Korruptionsskandal im EU-Parlament: Katars langer Arm zum Stiefel

Viele Beschuldigte im Korruptionsskandal des Europaparlaments sind aus Italien – etwa Gewerkschafter Antonio Panzeri. Wie kommt's?

Antoinio Panzeri steht im Anzug vor Mikrofonen, hier im September 2016

Machte sich für Katar stark und bescheinigte in Artikeln Arbeitnehmer*innenrechte: Antonio Panzeri Foto: Amine Landoulsi /AA/picture alliance

ROM taz | Die Hauptbeschuldigte des Korruptionsskandals, die mittlerweile suspendierte Vizepräsidentin des Europäischen Parlaments Eva Kaili, ist zwar Griechin, aber die meisten anderen stammen aus Italien. Auch eine weitere zentrale Figur des Netzwerks: Antonio Panzeri, ein ehemaliger linker Abgeordneter des Europäischen Parlaments.

Neben seinem Haftbefehl bestätigte am Sonntag die belgische Justiz die für Francesco Giorgi, den Parlamentsmitarbeiter und Lebensgefährten Kailis sowie für den Generalsekräter der Organisation No Peace without Justice, Niccolò Figà-Talamanca. Alle drei bleiben wie Kaili weiter im Gefängnis. Die Tochter und die Frau Panzeris stehen aufgrund eines Europäischen Haftbefehls in Italien unter Hausarrest.

Hingegen wieder auf freiem Fuß sind Kailis Vater Alexandros Kaili und Luca Visentini. Letzterer wurde im November zum Generalsekretär des Internationalen Gewerkschaftsbundes gewählt, des weltweiten Dachverbandes der Gewerkschaften, der seinen Sitz in Brüssel hat. Trotzdem sind die Ermittlungen gegen sie noch nicht eingestellt.

Das Netzwerk soll versucht haben, Katar einen Ruf als ar­beit­neh­me­r*in­nen­freund­li­ches Land zu verschaffen – gegen ein üppiges Entgelt. In Panzeris Brüsseler Wohnung fanden die Er­mitt­le­r*in­nen laut italienischen Medien jene 600.000 Euro in bar, deren Beschlagnahmung sie nach der Razzia bekannt gaben.

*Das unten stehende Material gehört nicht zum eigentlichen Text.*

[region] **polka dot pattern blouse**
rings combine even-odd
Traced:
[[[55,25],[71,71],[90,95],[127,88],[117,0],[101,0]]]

„Nicht wieder 100.000 Euro“

Das überrascht, betrachtet man die bisherige Karriere Antonio Panzeris: immer klar links, immer engagiert im Kampf für die Rechte der Arbeitnehmer*innen. So machte der 67-Jährige seinen Weg beim größten italienischen Gewerkschaftsbund CGIL.

Dort war Panzeri von 1995 bis 2003 Vorsitzender des Ortsverbands in Mailand, dem einflussreichsten in Italien. Zudem war er in der Kommunistischen Partei und blieb auch, als sie sich vom Kommunismus verabschiedete und in der Partei der Linksdemokraten aufging. Für sie zog Panzeri 2004 schließlich ins Europaparlament, dem er für drei Legislaturperioden bis 2019 angehörte.

Auch als die Linksdemokraten 2007 mit der Mittepartei Mar­gherita zur Partito Democratico (PD) fusionierten, blieb er. Doch dann wurde 2013 Matteo Renzi zum Vorsitzenden und etwas später auch italienischer Ministerpräsident gewählt.

Renzi brachte die PD auf marktliberalen Kurs, einen „Dritten Weg“, welcher sich an der Regierungspolitik des früheren britischen Labour-Premiers Tony Blair oder des ehemaligen SPD-Kanzlers Gerhard Schröder orientierte. Er setzte beispielsweise gegen den Willen der Gewerkschaften Arbeitsmarktreformen durch.

Da wurde es dem scheinbar roten Panzeri zu bunt. Gemeinsam mit anderen Ver­tre­te­r*in­nen des linken Parteiflügels verließ er 2017 die PD, um die kleine, stramm linke Partei Articolo Uno zu gründen.

Als er 2019 das EP verließ, blieb er scheinbar seinen alten linken Idealen treu und gründet eine Menschenrechtsorganisation mit namhafter Unterstützung. Aus dieser moralischen Position machte Panzeri sich für Katar stark, bescheinigte in freundlichen Artikeln die Fortschritte des Golfstaats bei Arbeitnehmer*innenrechten. Er nutzte sein über die Jahre im EP geknüpftes Netz.

Aber während Panzeri sich öffentlich für Menschenrechte abmühte, lebte er mit seiner Familie auf großem Fuß. In Italien wurde aus den Ermittlungsakten öffentlich, dass er ausführlich mit seiner Gattin erörtert habe, über welche Bankkonten Gelder fließen sollen. Zugleich diskutierten sie Pläne für Privatreisen, die aber – so die Ehefrau – „nicht wieder 100.000 Euro wie im letzten Jahr“ kosten sollten.